Early in their relationship, Kira and Andrei discuss Communism, for which he has sacrificed lives and his own blood too. Kira maintains that the ideal of living for the state is wrong. Andrei asks what better purpose there could be. Kira replies “Don’t you know that we live only for ourselves, the best of us do, those who are worth leaving alive?” (WL 210). Rand never thought that it is meritorious to center one’s life on valuing others. That is in step with Nietzsche (D 516). Kira’s phrase “those who are worth leaving alive” suggests Nietzsche’s chronic talk about the ways in which calamities like wars get rid of superfluous humans and raise the type man to greater heights (GS I–IV 1, 19, 92; Z I “On War and Warriors”). However, in the situation, it is types like Kira who are not being left alive. So one might have thought that Rand’s 1936 Kira was only pleading: If some people are to be sacrificed for the sake of others, do not sacrifice the best of people, the people who live for themselves.
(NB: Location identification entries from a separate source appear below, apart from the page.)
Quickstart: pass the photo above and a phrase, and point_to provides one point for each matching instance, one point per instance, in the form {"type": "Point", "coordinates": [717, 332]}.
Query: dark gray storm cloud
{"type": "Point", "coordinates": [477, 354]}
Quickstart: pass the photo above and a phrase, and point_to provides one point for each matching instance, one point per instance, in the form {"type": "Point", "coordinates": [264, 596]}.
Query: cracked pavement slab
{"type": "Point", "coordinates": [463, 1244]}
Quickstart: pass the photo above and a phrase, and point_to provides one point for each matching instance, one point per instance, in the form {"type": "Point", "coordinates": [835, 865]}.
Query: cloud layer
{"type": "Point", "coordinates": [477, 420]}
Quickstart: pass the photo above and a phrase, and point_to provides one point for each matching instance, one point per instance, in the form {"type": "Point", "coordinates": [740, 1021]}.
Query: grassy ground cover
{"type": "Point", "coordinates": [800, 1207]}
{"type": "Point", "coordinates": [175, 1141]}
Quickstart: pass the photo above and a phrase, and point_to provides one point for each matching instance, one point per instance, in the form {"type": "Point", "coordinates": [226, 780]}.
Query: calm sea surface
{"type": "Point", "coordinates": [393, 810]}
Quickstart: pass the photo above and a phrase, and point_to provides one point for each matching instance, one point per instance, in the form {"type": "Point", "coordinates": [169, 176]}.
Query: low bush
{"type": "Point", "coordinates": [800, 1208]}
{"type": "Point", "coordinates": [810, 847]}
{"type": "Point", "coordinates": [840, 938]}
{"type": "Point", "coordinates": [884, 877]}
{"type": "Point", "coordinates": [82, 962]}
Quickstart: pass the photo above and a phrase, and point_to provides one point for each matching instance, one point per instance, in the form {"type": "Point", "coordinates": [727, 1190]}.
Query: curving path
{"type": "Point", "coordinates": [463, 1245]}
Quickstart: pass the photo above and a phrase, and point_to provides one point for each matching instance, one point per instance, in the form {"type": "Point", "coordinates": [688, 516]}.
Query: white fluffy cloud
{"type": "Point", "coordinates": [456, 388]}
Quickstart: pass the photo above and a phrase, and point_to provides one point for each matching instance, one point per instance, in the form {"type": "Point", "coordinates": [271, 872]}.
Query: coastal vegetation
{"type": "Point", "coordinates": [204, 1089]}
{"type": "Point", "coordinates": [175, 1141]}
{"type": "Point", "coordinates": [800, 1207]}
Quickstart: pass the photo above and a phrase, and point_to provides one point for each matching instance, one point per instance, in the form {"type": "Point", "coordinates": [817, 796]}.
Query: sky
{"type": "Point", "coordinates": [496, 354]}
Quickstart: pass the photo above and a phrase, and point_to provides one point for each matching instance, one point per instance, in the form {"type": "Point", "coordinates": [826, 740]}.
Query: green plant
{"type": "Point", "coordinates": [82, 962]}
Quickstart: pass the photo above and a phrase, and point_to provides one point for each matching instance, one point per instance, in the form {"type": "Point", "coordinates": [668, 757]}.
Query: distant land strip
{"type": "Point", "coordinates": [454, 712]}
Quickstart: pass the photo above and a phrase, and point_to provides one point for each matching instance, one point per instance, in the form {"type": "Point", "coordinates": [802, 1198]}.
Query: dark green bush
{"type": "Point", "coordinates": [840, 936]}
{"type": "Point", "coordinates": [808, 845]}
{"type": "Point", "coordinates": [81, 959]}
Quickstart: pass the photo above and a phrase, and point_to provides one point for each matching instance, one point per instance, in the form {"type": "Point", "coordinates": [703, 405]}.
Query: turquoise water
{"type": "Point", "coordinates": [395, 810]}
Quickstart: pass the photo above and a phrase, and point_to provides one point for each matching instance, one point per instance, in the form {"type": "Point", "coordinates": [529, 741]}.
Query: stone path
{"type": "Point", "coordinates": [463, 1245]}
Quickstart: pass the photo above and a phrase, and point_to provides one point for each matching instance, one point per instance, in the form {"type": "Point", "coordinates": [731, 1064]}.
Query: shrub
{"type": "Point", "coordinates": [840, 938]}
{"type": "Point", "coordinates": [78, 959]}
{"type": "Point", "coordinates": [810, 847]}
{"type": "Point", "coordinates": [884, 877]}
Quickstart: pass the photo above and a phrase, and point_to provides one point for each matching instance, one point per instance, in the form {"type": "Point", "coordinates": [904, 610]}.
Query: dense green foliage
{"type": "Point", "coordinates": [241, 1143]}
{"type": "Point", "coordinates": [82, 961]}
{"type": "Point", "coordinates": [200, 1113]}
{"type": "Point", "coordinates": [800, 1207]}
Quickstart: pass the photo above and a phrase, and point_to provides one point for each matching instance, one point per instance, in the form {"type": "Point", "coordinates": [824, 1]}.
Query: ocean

That thought is quickly quashed. Andrei tells Kira that we cannot sacrifice the masses for the sake of the few. She replies: “You can! You must. When those few are the best. . . . What are your masses but mud to be ground under foot, fuel to be burned for those who deserve it [deserve life]? What is the people but millions of puny, shriveled, helpless souls that have no thoughts of their own, no dreams of their own, no will of their own, . . . And for those you would sacrifice the few who know life, who are life?” (WL 93–94).  These words were committed to print prior to WWII and the Nazis’ burning of one race to elevate another, but even if Rand’s talk in ’36 were only of metaphorical burning, say the burning of lifetimes in manual labor for factory owners or mine owners, these were and are words for the trash can.

(Rand soon supersedes this grievous passage in We the Living [1936]. In The Fountainhead [1943], there is metaphorical feeding of bodies into a furnace, but without sacrifice of one spiritual class of people to another. At his office, the protagonist Howard Roark never speaks to his employees, except of their work. “The place seemed cold and soulless like a factory, until they looked at him; then they thought that it was not a factory, but a furnace fed on their bodies, his own first” [ET VI 268].)

Kira says to Andrei “What do you think is living in me? Why do you think I’m alive? Because I have a stomach and eat and digest food? Because I breathe and work and produce more food to digest? Or because I know what I want and that something that knows how to want—isn’t that life itself?” (WL 496). She speaks of Andrei’s Communism bringing its “new life” to men by telling them what they should want, what they must want, dictating what the hours and thoughts of their lives must be. Andrei’s Communism “forbade life to the living” (388).

Early Rand evidently held that value implies sentience. Life cannot become value until it can know of itself. This is not a denial that animal and vegetative life are life. It is a claim that preciousness of life enters the world only in sentient beings who know and culture their desires. (In her mature philosophy, Rand has value where there is any life, and only there).

Andrei learns things about himself from his relationship with Kira. The two of them had believed in life, a word, again, “‘that awaken the kind of feeling that a temple does, or a military march, or the statue of a perfect body’” (336). It was for that feeling that he fought against the Czar. His own existence had been “‘only the fight and the future. You [Kira] taught me the present’.” Andrei realizes he had “‘lived a life where every hour had to have a purpose, and suddenly I discover what it’s like to feel things that have no purpose but myself, and I see suddenly how sacred a purpose can be, . . . and I know, then, that a life is possible whose only justification is my own joy’” (336).

Life as the moral ideal in We the Living is life knowing itself. What it knows at its heart is not will to power, infamous mature doctrine of Nietzsche. What it knows is life undefeated, life self-directed and self-caring. Stopping that heart of human life brings humanity not new life, but death.